Jack took Molly's hand and led her away from the T station, away from the arriving cops, away from everything. Sirens filled the air, but he kept his back to them.

They hadn't gone a hundred yards before he saw the girl.

The beautiful girl with the oval face and the enormous eyes. Her smile was suggestive and mocking at the same time. She stood just ahead of them. A handful of other people were walking around—couples hand in hand, a trio of guys obviously heading for the T after spending some time at a bar. They checked the girl out as they passed, but there were no catcalls, no comments. It was almost as if they knew better.

Jack froze, pulled Molly's hand so that she came to a stop beside him. With a grunt of surprise, Molly shot him a fearful look.

"That's her," Jack said.

Molly pulled the stun gun out of her coat pocket, where she had stashed it on their run up the stairs.

"My name's Don," the girl said. "Thanks for the chase. A good hunt always helps me work up my appetite."

Then, there in the middle of City Hall Plaza, she changed.

It took only a few moments. The drunk guys shouted something and ran toward the T station. A twenty-something couple coming up behind the Prowler stopped short before taking off in the other direction.

Don crouched before them, ready to spring. She growled and began to advance.

"Get ready to split up," Jack whispered to Molly. "You go right, I'll go left. And use that Taser."
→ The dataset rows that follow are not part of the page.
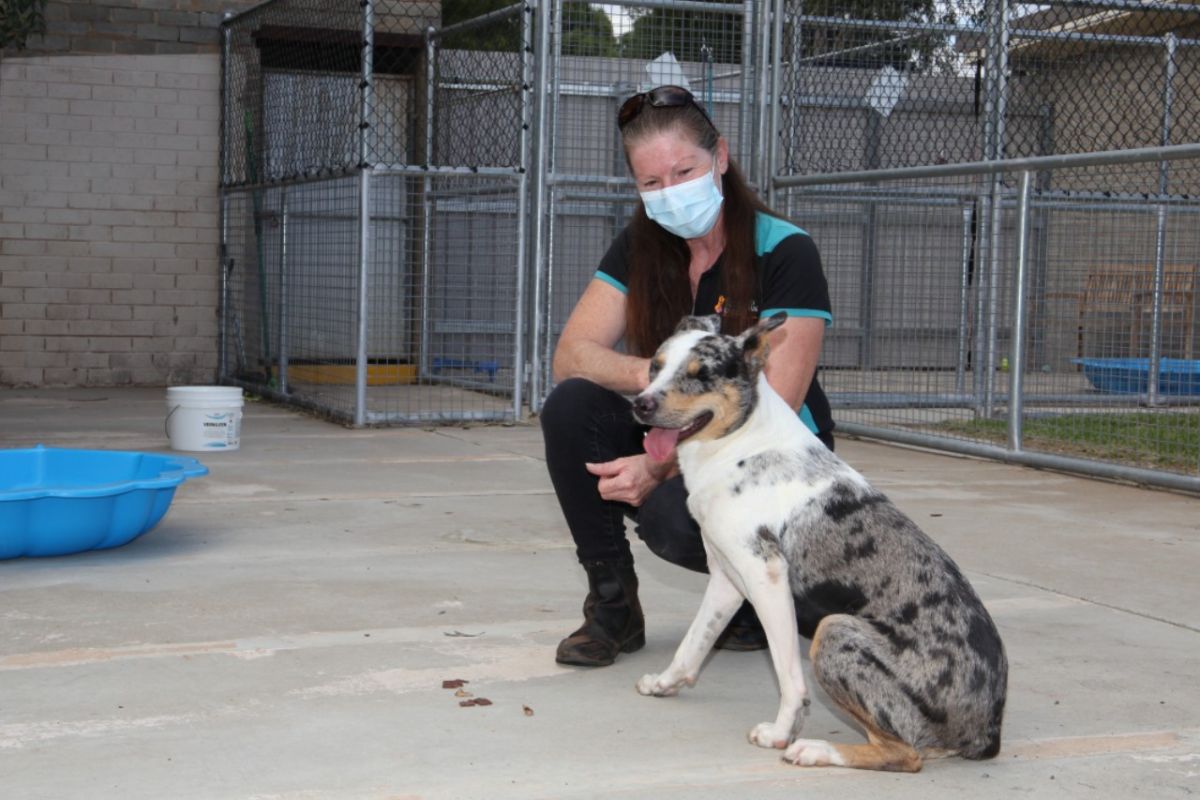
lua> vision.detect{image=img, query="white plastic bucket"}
[166,386,245,451]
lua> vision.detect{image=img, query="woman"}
[541,86,833,666]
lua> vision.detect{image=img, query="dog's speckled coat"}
[634,314,1008,771]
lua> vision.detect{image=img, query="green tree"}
[0,0,46,54]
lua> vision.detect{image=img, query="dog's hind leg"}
[637,559,742,697]
[784,614,936,772]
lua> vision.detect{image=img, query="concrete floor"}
[0,390,1200,800]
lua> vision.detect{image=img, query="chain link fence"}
[221,0,532,425]
[222,0,1200,489]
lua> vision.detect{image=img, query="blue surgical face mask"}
[640,169,725,239]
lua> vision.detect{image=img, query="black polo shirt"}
[595,212,834,434]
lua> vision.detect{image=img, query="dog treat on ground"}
[458,697,492,708]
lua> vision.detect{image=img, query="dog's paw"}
[746,722,792,750]
[784,739,844,766]
[637,675,679,697]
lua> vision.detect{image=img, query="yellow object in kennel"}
[276,363,416,386]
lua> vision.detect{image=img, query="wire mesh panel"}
[222,0,532,423]
[788,154,1200,477]
[779,0,1200,174]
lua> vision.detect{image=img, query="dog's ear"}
[738,311,787,369]
[676,314,721,333]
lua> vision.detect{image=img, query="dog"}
[632,312,1008,772]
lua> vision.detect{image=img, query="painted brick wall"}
[0,53,220,386]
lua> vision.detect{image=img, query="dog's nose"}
[634,395,659,417]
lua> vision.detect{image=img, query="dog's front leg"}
[637,559,742,697]
[736,557,809,748]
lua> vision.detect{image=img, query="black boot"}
[715,600,767,651]
[554,561,646,667]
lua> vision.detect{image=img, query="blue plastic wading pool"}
[1072,359,1200,396]
[0,445,209,559]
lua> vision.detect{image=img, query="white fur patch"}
[643,331,712,393]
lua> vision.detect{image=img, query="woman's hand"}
[584,453,672,507]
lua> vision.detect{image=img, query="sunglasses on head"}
[617,86,716,130]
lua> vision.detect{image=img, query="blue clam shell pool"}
[0,445,209,559]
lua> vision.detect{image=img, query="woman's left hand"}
[584,453,670,506]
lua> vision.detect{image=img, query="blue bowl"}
[0,445,209,559]
[1072,359,1200,396]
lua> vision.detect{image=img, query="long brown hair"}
[622,104,781,356]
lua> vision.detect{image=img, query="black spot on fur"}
[752,525,780,561]
[842,536,876,561]
[900,684,946,724]
[874,709,896,736]
[971,667,988,694]
[858,650,895,678]
[918,587,950,608]
[866,619,917,652]
[796,581,866,639]
[967,612,1004,673]
[824,481,886,522]
[894,601,920,625]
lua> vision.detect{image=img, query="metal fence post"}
[954,205,973,395]
[738,0,762,186]
[1008,169,1033,452]
[529,0,562,413]
[354,0,374,426]
[976,0,1009,417]
[217,17,233,380]
[416,26,438,378]
[512,0,535,420]
[764,0,784,206]
[275,186,289,395]
[1134,34,1180,405]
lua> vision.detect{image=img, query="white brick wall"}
[0,54,220,386]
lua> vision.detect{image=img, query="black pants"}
[541,378,833,572]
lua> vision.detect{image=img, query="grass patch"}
[932,411,1200,474]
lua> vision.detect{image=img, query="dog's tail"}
[959,694,1004,760]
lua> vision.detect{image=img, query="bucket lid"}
[167,386,242,405]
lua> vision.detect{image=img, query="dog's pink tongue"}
[642,428,679,462]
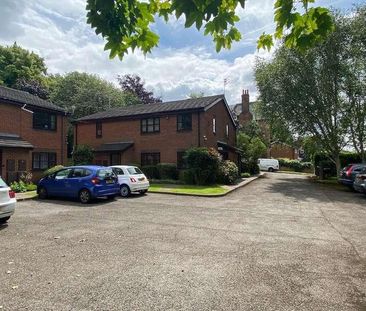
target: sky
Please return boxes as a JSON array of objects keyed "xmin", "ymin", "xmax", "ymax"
[{"xmin": 0, "ymin": 0, "xmax": 364, "ymax": 104}]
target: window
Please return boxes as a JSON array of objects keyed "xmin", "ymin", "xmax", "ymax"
[
  {"xmin": 112, "ymin": 167, "xmax": 125, "ymax": 175},
  {"xmin": 177, "ymin": 113, "xmax": 192, "ymax": 131},
  {"xmin": 177, "ymin": 151, "xmax": 186, "ymax": 169},
  {"xmin": 32, "ymin": 152, "xmax": 56, "ymax": 170},
  {"xmin": 141, "ymin": 152, "xmax": 160, "ymax": 166},
  {"xmin": 33, "ymin": 111, "xmax": 57, "ymax": 131},
  {"xmin": 127, "ymin": 166, "xmax": 143, "ymax": 175},
  {"xmin": 141, "ymin": 118, "xmax": 160, "ymax": 133},
  {"xmin": 95, "ymin": 122, "xmax": 103, "ymax": 138},
  {"xmin": 55, "ymin": 168, "xmax": 71, "ymax": 180},
  {"xmin": 69, "ymin": 168, "xmax": 92, "ymax": 178}
]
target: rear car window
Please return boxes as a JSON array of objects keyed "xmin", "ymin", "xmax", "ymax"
[
  {"xmin": 97, "ymin": 168, "xmax": 116, "ymax": 180},
  {"xmin": 127, "ymin": 167, "xmax": 143, "ymax": 175},
  {"xmin": 0, "ymin": 177, "xmax": 8, "ymax": 188}
]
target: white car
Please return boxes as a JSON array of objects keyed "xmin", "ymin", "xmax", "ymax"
[
  {"xmin": 0, "ymin": 177, "xmax": 17, "ymax": 224},
  {"xmin": 111, "ymin": 165, "xmax": 150, "ymax": 197},
  {"xmin": 258, "ymin": 159, "xmax": 280, "ymax": 172}
]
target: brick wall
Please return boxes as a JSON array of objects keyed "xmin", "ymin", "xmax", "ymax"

With a high, ululating cry, Don charged them.

The night exploded with gunfire.

Don's body danced under the onslaught of bullets, blood splashed over the concrete wasteland, and then the Prowler's corpse dropped to the ground in front of them.

Jack looked up in astonishment as the police moved in.

From the top of the steps that led out of City Hall Plaza and toward Quincy Market, Jasmine watched in

disgust and frustration as Dori was cut down, slaughtered there on the concrete. The police surrounded the two humans who had been her chosen prey.

Police. Dozens of witnesses. Prey who had survived.

Boston was no longer safe for them.

Tanzer would not be pleased.

CHAPTER 10

The cops let Jack and Molly walk away.

Despite all they'd been through that night, it was that one thing that disturbed Jack more than anything else. After all that had happened on the train, in the station, and right there in City Hall Plaza a hundred yards from the mayor's office—after dozens of eyewitnesses had seen a Prowler in the flesh and the police had shot one to death—the cops had let them walk away.

Bridget's Irish Rose was still buzzing with pub business downstairs—the restaurant was closed—but Courtney and Bill left work behind the minute Jack and Molly came in and began to tell them what had happened. Molly looked like hell, pale and wide-eyed, hair even wilder than usual. She appeared afraid it would start again at any minute.

Jack understood. Though he tried to remain calm, he felt the same way. Every shadow suddenly seemed

alive to him. Every strange face seemed impermanent, as if at any moment it might change, might become monstrous and savage. It was chilling.

Now the four of them sat around the kitchen table in the upstairs apartment, trying to understand.

"I don't get it," Courtney said, shaking her head. She glanced at Jack, then looked to Bill as though she thought he might have the answer. "How could the police just let them walk away after all that?"

Big Bill stroked his beard and studied Jack. His eyes did not move at all. He was focused only on Jack. "You tried to tell them what happened?" he asked.